Lizzie Deignan will let her heart decide the right time to walk away from cycling after revealing she has tentative plans to retire at the end of next season.
The 30-year-old former world champion, who returned to the peloton in April after giving birth to baby Orla last September, told Cycling News earlier this week she is likely to call it a day at the end of next season, though it is too soon to make a final decision.
Before then, Deignan is targeting the world championships on home soil in Yorkshire next month as well as next year's Olympic Games in Tokyo, but she insisted it will not be the outcome of those races that determines whether she rides on or climbs off her bike.
"It wouldn't be results based," Deignan told PA news agency. "Definitely not, because the plan remains the same, to give everything I have for those results, whether good or bad.
"I don't think you can do that to yourself, to continue chasing something if you've already given your best towards it.

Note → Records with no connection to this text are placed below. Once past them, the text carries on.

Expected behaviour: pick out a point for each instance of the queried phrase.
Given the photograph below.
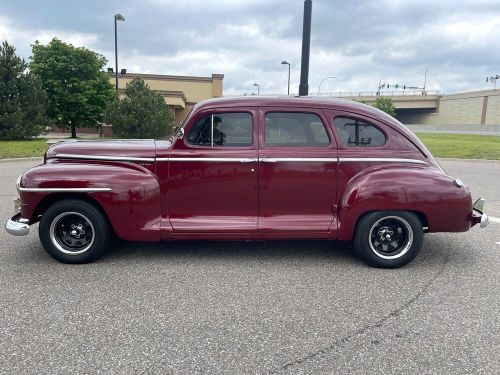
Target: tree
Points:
(77, 88)
(143, 113)
(386, 105)
(22, 99)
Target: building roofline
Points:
(163, 77)
(164, 93)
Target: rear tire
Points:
(388, 239)
(74, 231)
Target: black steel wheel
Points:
(74, 231)
(388, 239)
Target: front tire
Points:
(74, 231)
(388, 239)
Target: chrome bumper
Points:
(478, 215)
(17, 225)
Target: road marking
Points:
(494, 219)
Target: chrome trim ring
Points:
(385, 239)
(385, 160)
(62, 237)
(103, 157)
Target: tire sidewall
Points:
(362, 239)
(92, 213)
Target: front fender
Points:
(428, 191)
(129, 194)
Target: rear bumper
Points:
(17, 225)
(478, 215)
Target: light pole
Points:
(287, 63)
(380, 85)
(118, 17)
(324, 79)
(258, 88)
(425, 80)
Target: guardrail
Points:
(374, 93)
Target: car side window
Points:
(222, 129)
(294, 129)
(357, 133)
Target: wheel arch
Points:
(50, 199)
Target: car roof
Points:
(288, 101)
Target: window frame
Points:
(319, 114)
(354, 117)
(213, 113)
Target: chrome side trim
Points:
(227, 160)
(103, 157)
(384, 160)
(65, 190)
(274, 160)
(248, 160)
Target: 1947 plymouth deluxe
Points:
(249, 168)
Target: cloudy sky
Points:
(358, 42)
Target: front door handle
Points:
(248, 160)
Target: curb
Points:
(21, 159)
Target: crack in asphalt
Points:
(326, 350)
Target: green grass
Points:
(462, 146)
(21, 149)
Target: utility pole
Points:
(118, 17)
(306, 48)
(494, 80)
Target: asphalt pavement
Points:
(285, 307)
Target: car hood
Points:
(126, 148)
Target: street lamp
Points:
(425, 80)
(380, 85)
(324, 79)
(258, 88)
(118, 17)
(287, 63)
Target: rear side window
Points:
(294, 129)
(222, 129)
(356, 133)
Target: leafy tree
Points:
(386, 105)
(22, 99)
(77, 88)
(141, 114)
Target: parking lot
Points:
(298, 307)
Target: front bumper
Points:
(17, 225)
(478, 215)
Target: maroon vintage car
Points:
(249, 168)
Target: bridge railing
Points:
(374, 93)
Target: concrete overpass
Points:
(412, 107)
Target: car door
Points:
(212, 177)
(297, 171)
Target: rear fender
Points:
(428, 192)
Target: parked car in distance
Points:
(249, 168)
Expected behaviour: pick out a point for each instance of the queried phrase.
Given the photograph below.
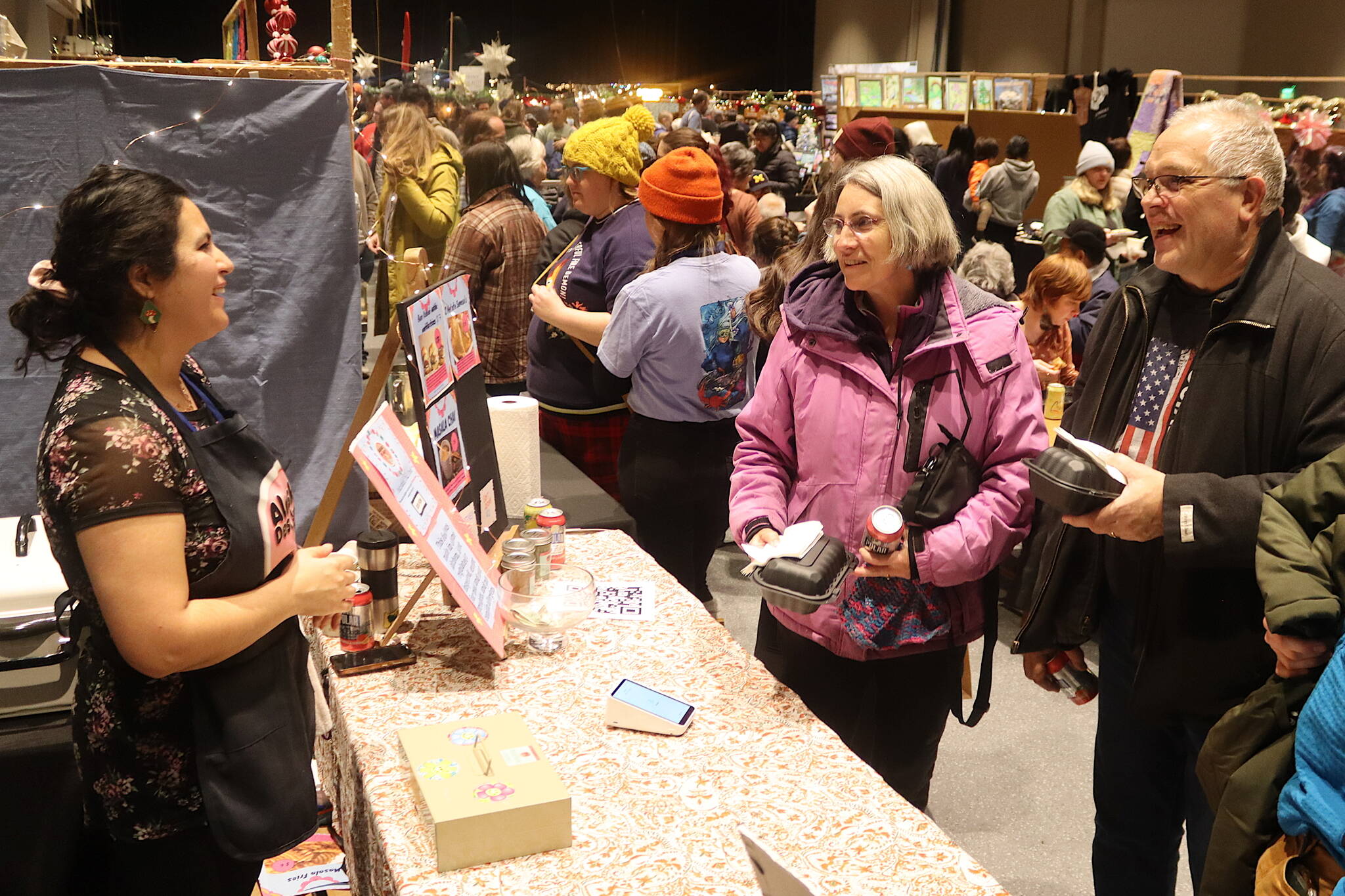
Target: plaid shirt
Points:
(496, 244)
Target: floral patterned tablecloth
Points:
(651, 815)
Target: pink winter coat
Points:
(826, 435)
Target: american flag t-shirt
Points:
(1157, 400)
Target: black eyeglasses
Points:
(1173, 184)
(861, 226)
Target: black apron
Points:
(254, 712)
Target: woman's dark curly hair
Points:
(114, 221)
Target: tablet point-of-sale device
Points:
(640, 708)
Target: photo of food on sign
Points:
(432, 351)
(386, 454)
(460, 328)
(451, 454)
(458, 310)
(445, 445)
(428, 335)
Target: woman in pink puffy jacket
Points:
(883, 349)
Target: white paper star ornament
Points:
(495, 58)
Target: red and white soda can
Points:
(885, 531)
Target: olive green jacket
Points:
(1248, 754)
(426, 213)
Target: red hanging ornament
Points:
(407, 42)
(283, 45)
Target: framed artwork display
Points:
(871, 93)
(956, 95)
(935, 92)
(914, 93)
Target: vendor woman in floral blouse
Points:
(174, 526)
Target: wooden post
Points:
(368, 402)
(342, 38)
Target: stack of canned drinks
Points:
(540, 547)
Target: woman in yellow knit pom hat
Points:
(573, 299)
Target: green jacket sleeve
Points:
(432, 206)
(1214, 522)
(1060, 211)
(1296, 547)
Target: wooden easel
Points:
(418, 280)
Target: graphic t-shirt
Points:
(681, 333)
(1179, 330)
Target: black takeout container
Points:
(1071, 480)
(806, 584)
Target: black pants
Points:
(1145, 788)
(674, 481)
(889, 712)
(186, 863)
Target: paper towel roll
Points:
(514, 418)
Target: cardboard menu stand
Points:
(449, 391)
(450, 543)
(490, 792)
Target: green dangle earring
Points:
(150, 314)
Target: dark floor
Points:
(1016, 790)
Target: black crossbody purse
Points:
(944, 484)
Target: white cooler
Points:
(37, 662)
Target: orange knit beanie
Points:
(685, 187)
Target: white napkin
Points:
(794, 543)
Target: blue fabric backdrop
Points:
(269, 164)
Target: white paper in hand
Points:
(1101, 454)
(794, 542)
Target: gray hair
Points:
(989, 267)
(917, 219)
(1243, 142)
(738, 158)
(530, 155)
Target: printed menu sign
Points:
(451, 545)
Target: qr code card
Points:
(625, 601)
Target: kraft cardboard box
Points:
(489, 789)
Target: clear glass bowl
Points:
(549, 608)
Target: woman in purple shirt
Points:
(573, 299)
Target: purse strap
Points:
(981, 706)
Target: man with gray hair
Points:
(1214, 377)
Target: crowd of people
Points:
(718, 360)
(705, 390)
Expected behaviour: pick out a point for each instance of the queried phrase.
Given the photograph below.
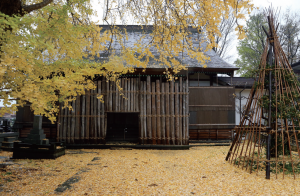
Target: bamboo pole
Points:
(120, 97)
(110, 101)
(95, 113)
(126, 95)
(137, 94)
(83, 118)
(92, 118)
(73, 122)
(172, 128)
(117, 97)
(149, 131)
(184, 113)
(180, 111)
(139, 102)
(88, 113)
(153, 113)
(167, 113)
(69, 126)
(177, 136)
(163, 118)
(142, 113)
(158, 118)
(187, 111)
(102, 105)
(131, 94)
(99, 112)
(145, 112)
(61, 122)
(77, 123)
(65, 125)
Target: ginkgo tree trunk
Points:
(48, 47)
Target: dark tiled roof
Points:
(238, 82)
(135, 32)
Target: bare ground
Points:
(198, 171)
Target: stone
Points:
(36, 135)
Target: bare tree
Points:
(225, 40)
(16, 7)
(290, 32)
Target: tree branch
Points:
(30, 8)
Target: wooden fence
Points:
(162, 107)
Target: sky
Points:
(294, 5)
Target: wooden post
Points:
(149, 109)
(163, 118)
(183, 114)
(107, 97)
(142, 113)
(145, 112)
(83, 119)
(88, 114)
(99, 113)
(172, 128)
(168, 113)
(103, 130)
(110, 101)
(158, 124)
(129, 94)
(133, 94)
(180, 111)
(117, 98)
(121, 97)
(73, 122)
(61, 122)
(126, 95)
(95, 113)
(77, 124)
(69, 125)
(92, 118)
(177, 136)
(137, 94)
(187, 111)
(153, 101)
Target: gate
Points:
(212, 113)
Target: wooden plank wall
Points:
(162, 107)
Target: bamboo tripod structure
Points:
(269, 131)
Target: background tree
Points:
(48, 53)
(251, 48)
(225, 40)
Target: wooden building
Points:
(153, 110)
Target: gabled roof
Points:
(238, 82)
(135, 32)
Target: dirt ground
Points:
(198, 171)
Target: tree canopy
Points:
(47, 51)
(251, 48)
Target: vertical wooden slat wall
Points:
(162, 108)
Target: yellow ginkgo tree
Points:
(49, 48)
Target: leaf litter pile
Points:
(198, 171)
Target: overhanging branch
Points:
(30, 8)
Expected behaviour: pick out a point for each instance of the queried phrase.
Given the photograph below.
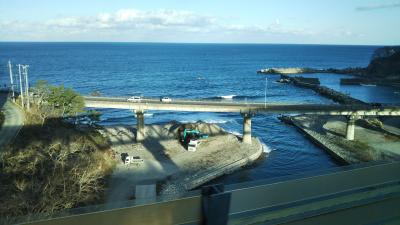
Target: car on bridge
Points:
(166, 99)
(135, 99)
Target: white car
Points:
(135, 99)
(192, 146)
(166, 99)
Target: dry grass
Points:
(51, 167)
(2, 118)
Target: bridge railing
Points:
(321, 197)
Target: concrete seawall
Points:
(203, 177)
(316, 139)
(328, 133)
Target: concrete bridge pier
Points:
(246, 128)
(140, 129)
(350, 128)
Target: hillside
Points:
(385, 64)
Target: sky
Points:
(353, 22)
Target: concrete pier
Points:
(246, 128)
(350, 128)
(140, 129)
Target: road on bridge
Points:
(230, 106)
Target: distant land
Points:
(384, 68)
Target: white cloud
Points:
(378, 6)
(152, 25)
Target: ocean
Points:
(203, 71)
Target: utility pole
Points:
(265, 99)
(11, 80)
(20, 86)
(25, 71)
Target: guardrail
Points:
(367, 194)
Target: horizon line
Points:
(216, 43)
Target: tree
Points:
(57, 101)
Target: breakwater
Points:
(324, 91)
(303, 70)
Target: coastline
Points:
(168, 166)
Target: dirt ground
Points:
(166, 160)
(369, 144)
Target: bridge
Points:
(247, 110)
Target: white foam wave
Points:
(205, 121)
(227, 96)
(145, 115)
(266, 149)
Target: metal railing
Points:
(363, 194)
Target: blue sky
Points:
(217, 21)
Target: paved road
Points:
(14, 120)
(231, 106)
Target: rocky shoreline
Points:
(168, 165)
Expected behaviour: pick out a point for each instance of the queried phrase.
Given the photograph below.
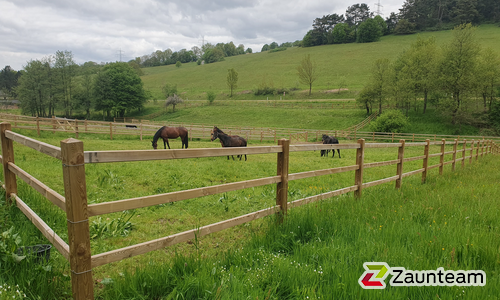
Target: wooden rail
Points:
(74, 203)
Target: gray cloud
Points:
(100, 30)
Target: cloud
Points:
(103, 30)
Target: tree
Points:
(458, 67)
(169, 90)
(103, 94)
(366, 97)
(488, 76)
(404, 27)
(232, 80)
(418, 65)
(122, 89)
(356, 14)
(342, 33)
(369, 31)
(380, 81)
(8, 80)
(381, 23)
(307, 72)
(173, 100)
(390, 121)
(34, 89)
(211, 97)
(65, 70)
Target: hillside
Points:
(279, 69)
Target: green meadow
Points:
(279, 69)
(318, 252)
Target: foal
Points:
(329, 140)
(228, 140)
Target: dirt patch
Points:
(244, 92)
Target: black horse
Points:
(170, 132)
(228, 140)
(329, 140)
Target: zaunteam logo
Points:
(374, 276)
(376, 272)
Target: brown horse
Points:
(228, 140)
(171, 132)
(329, 140)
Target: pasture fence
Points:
(144, 128)
(75, 203)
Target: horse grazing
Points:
(329, 140)
(170, 132)
(228, 140)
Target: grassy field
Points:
(318, 252)
(279, 69)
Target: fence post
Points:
(8, 156)
(426, 160)
(454, 155)
(463, 154)
(141, 132)
(38, 126)
(477, 149)
(399, 168)
(358, 175)
(75, 193)
(282, 186)
(471, 151)
(441, 157)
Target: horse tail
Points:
(157, 134)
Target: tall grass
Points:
(384, 225)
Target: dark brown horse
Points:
(329, 140)
(170, 132)
(228, 140)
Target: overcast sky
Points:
(107, 30)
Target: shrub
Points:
(211, 97)
(390, 121)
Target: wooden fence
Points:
(75, 204)
(143, 128)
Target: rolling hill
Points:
(278, 69)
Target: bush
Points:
(390, 121)
(211, 97)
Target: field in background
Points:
(330, 233)
(279, 69)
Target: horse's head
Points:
(214, 133)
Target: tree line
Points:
(455, 77)
(359, 24)
(208, 53)
(58, 83)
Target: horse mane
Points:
(157, 134)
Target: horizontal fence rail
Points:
(146, 129)
(78, 211)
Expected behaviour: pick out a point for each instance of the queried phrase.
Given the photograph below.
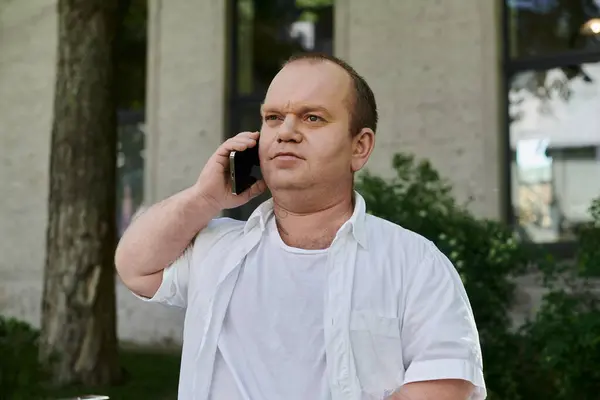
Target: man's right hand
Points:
(214, 183)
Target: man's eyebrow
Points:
(299, 109)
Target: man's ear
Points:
(363, 144)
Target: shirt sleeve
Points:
(175, 278)
(439, 335)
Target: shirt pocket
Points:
(377, 351)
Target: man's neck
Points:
(315, 226)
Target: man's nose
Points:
(288, 130)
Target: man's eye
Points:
(314, 118)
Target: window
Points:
(264, 34)
(130, 167)
(555, 141)
(130, 50)
(552, 75)
(544, 27)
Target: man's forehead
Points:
(309, 82)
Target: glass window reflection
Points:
(270, 31)
(542, 27)
(555, 139)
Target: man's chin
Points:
(275, 185)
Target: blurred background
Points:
(502, 98)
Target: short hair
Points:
(363, 111)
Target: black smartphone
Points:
(244, 169)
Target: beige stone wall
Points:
(27, 65)
(434, 68)
(186, 91)
(185, 123)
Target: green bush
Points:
(561, 345)
(20, 372)
(555, 356)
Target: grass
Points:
(152, 376)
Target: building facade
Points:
(449, 86)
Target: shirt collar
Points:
(356, 224)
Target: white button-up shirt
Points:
(395, 308)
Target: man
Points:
(311, 298)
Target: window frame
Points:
(510, 66)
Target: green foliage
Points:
(561, 345)
(20, 372)
(485, 253)
(554, 356)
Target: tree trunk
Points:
(78, 338)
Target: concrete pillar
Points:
(434, 67)
(28, 41)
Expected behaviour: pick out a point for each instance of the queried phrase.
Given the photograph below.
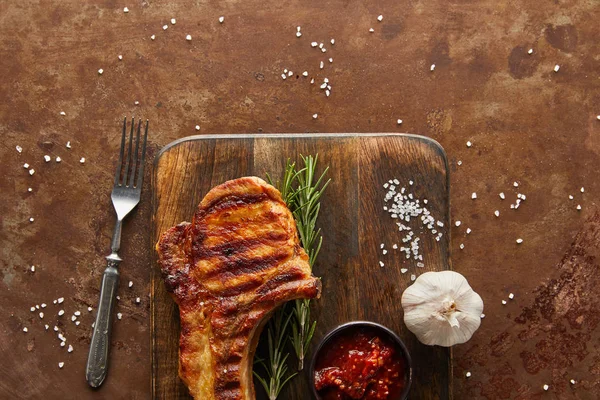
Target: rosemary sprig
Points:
(306, 207)
(276, 368)
(301, 194)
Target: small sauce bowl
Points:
(360, 343)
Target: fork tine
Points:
(134, 162)
(126, 172)
(120, 163)
(141, 173)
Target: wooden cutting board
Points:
(354, 225)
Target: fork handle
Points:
(97, 365)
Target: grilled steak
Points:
(238, 260)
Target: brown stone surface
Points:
(527, 124)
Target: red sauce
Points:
(360, 364)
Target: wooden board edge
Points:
(437, 147)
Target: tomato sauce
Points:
(360, 364)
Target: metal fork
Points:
(125, 196)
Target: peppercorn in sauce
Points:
(360, 365)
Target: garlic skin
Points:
(441, 309)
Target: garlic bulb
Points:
(440, 308)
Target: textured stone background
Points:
(527, 124)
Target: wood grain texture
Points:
(354, 225)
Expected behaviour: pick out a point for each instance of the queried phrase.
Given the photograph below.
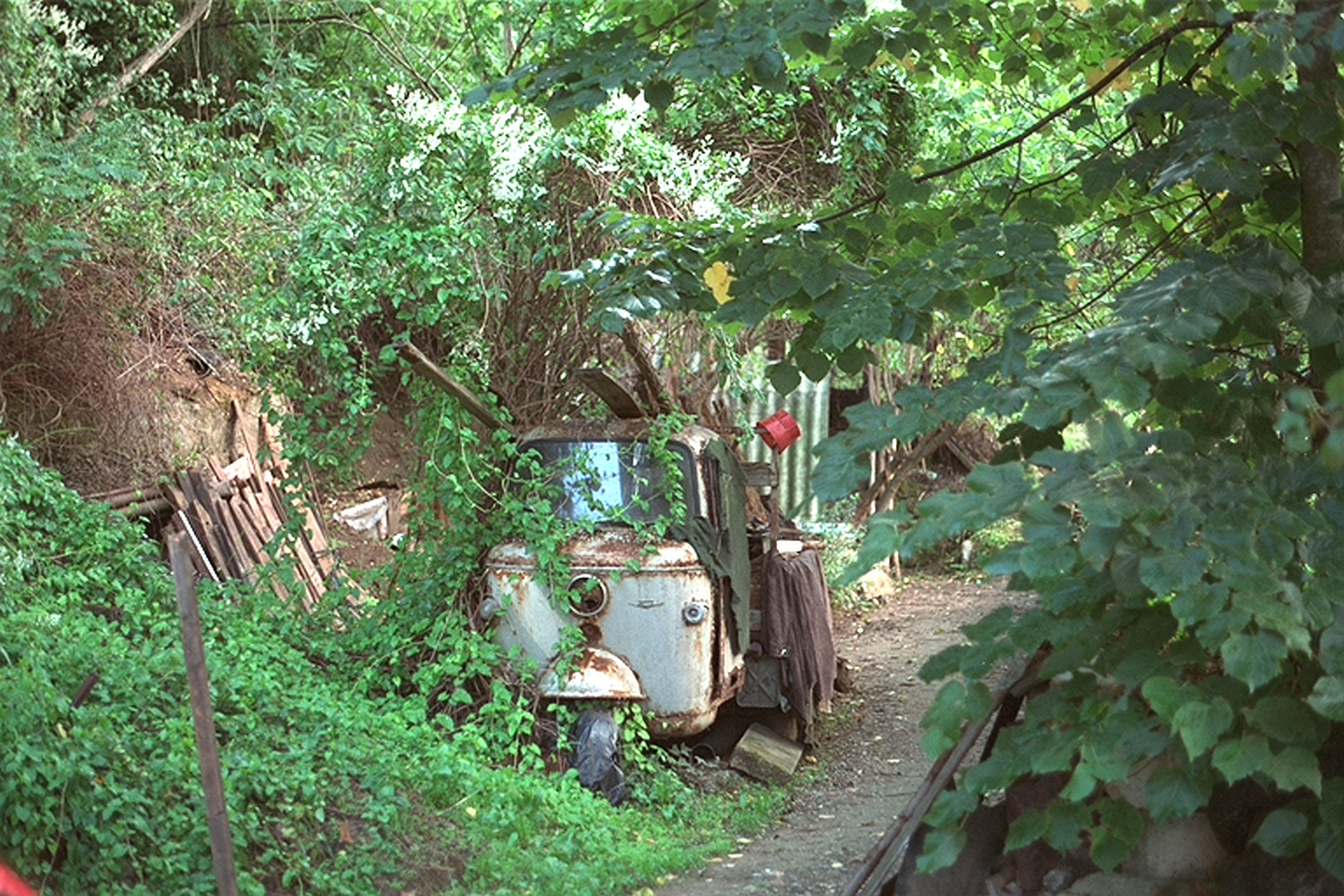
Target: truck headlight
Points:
(591, 595)
(695, 612)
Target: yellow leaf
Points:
(719, 280)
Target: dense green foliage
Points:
(1121, 218)
(1164, 277)
(339, 773)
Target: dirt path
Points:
(870, 762)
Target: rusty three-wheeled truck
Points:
(719, 610)
(680, 625)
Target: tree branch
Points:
(148, 60)
(1167, 37)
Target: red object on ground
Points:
(12, 886)
(780, 430)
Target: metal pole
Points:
(192, 647)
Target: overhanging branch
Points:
(1164, 38)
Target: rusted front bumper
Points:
(656, 639)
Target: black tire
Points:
(597, 746)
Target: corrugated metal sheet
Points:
(809, 406)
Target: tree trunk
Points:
(1319, 167)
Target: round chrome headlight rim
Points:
(591, 595)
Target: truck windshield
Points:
(616, 481)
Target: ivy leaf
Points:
(942, 845)
(1236, 760)
(659, 94)
(1026, 830)
(1172, 793)
(1296, 767)
(1121, 828)
(1200, 724)
(1285, 832)
(1288, 720)
(862, 52)
(1326, 697)
(1254, 659)
(819, 278)
(1329, 848)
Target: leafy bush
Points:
(338, 742)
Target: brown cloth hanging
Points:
(796, 627)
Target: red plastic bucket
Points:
(780, 430)
(11, 886)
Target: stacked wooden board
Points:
(231, 514)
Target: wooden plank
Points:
(241, 555)
(306, 567)
(191, 529)
(614, 396)
(175, 494)
(198, 560)
(147, 507)
(256, 543)
(434, 374)
(765, 755)
(210, 528)
(203, 719)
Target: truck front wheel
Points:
(597, 745)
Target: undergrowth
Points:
(351, 752)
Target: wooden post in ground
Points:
(217, 812)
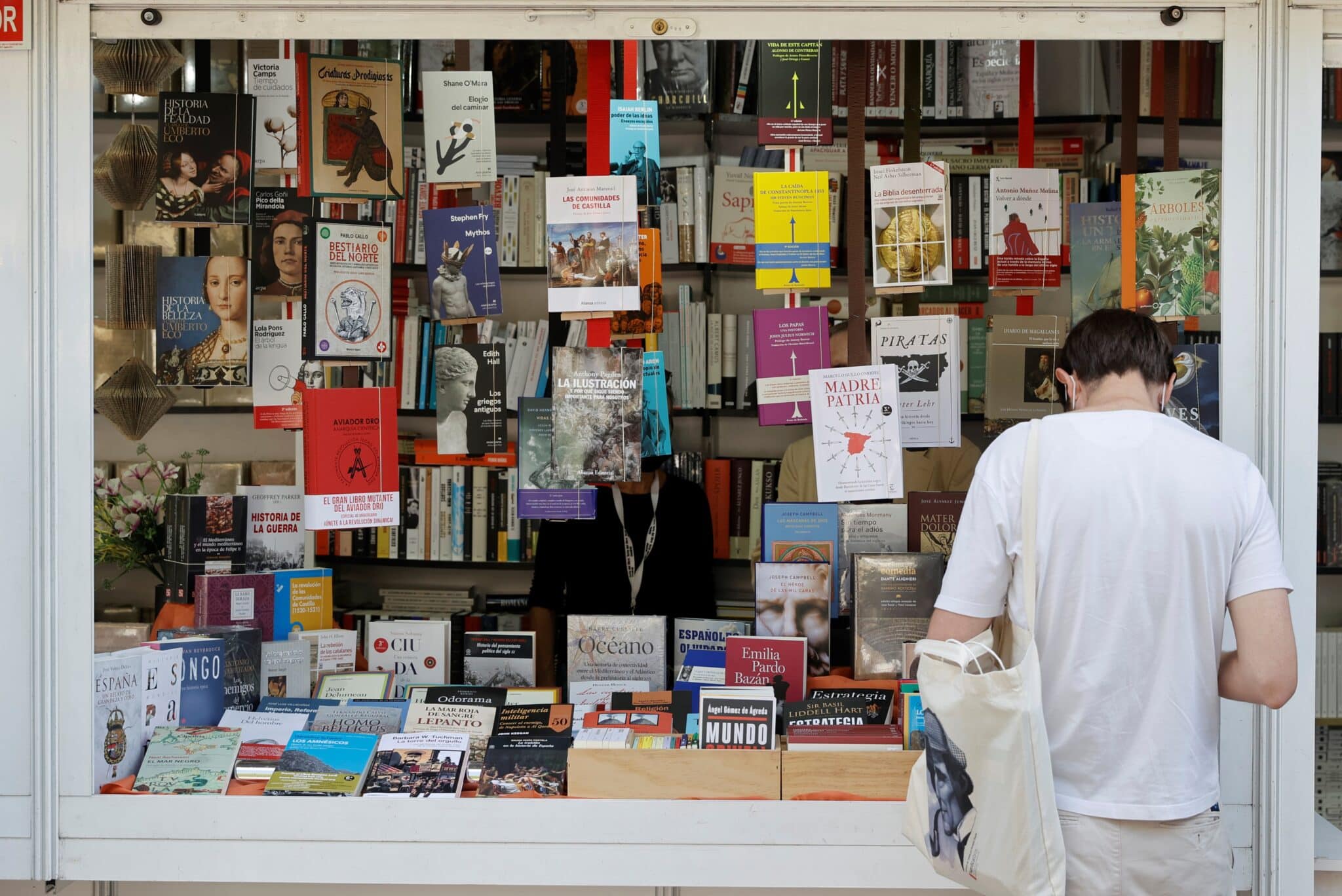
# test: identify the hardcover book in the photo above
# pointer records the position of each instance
(322, 764)
(470, 383)
(348, 307)
(598, 413)
(351, 134)
(1026, 227)
(856, 434)
(463, 263)
(594, 223)
(788, 344)
(910, 226)
(203, 321)
(1022, 356)
(459, 126)
(925, 353)
(206, 157)
(349, 458)
(792, 230)
(892, 600)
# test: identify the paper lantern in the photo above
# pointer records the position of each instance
(134, 66)
(126, 174)
(132, 286)
(132, 399)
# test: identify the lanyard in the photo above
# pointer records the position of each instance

I'm not 20 anymore, that's maybe something you do when you're younger.
"It would be based on how I felt, if I was still really enjoying the job, our family situation with what Philip's doing, how Orla is. All those things add up really."
Deignan, who won the Women's Tour in June just two months after her return, is in the middle of a two-year deal with Trek-Segafredo, and has no plans to enter any sort of negotiations about a contract beyond next season.
While that may change, Deignan said she has not thought further ahead than next year's World Championships in Switzerland.
"My intentions are this year the World Championships and next year the Olympics, and definitely the World Championships after that," she said.
"I'm not going to just hang my boots up after the Olympics. The following year my plan is to retire from professional cycling but it's a difficult thing to commit to a year and a half out."
Deignan said she rediscovered her love of the sport when she first returned to training after the birth of Orla, and that enthusiasm remains as strong as ever.
"I'm still really, really enjoying it," she said. "I'm still as enthusiastic as I was when I first got back on the bike after having Orla.
"But I think it's also nice to be able to finish when you're still enjoying it as well. I still want to enjoy cycling as a sport and not walk away from it because I don't enjoy it anymore.
"It would be nice to preempt that."
The dream scenario, of course, would be for Deignan to be on the top step either in Tokyo or Switzerland next year and have the option to retire as a champion, but she insisted that would not figure in her thinking.
"I've done enough Olympics and World Championships to know those fairy tales are hard to come by," she said.
"It would be family and things outside of cycling that would be the determining factors."